Let $h : \mathbb{R}^2 \rightarrow \mathbb{R}$ be a function defined by $$h(x,y) =\begin{cases} x^2 + y^2 & : (x,y) \in \mathbb{Q} \times \mathbb{Q} \\[1ex] 0 & : \mbox{otherwise}\end{cases}$$

Show that $h$ is continuous only at $(0,0)$, and differentiable there.

I can show the continuity of $h$ at $(0,0)$. Also, I can show the discontinuity of $h$ at rational pair which is not $(0,0)$. However, I cannot show the discontinuity of other points. Also, the differentiation. Could anyone give a hint ?
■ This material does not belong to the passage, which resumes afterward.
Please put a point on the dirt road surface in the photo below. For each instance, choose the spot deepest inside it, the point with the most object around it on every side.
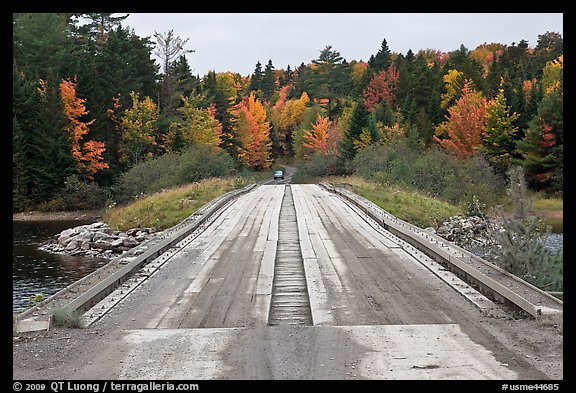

If $(x_0,y_0)\neq(0,0)$ then in a small disk with centre in $(x_0,y_0)$ there are numbers greater than some $\varepsilon$.
The discontinuity at $(a,b)\in{\Bbb R}\times{\Bbb R}\setminus{\Bbb Q}\times{\Bbb Q}$ is easy: take a sequence $(x_n,y_n)\in{\Bbb Q}\times{\Bbb Q}$ s.t. $(x_n,y_n)\to(a,b)$. About the differentiability: only is possible at $(0,0)$ (why?). Start studying the partial derivatives at $(0,0)$.
It's a quite simple argument.   Every rational coordinate pair $(x,y)$ will be adjacent to points with an irrational ordinate.   Thus the equation with be discontinuous at every rational ordinate pair where $h(x,y)\neq 0$.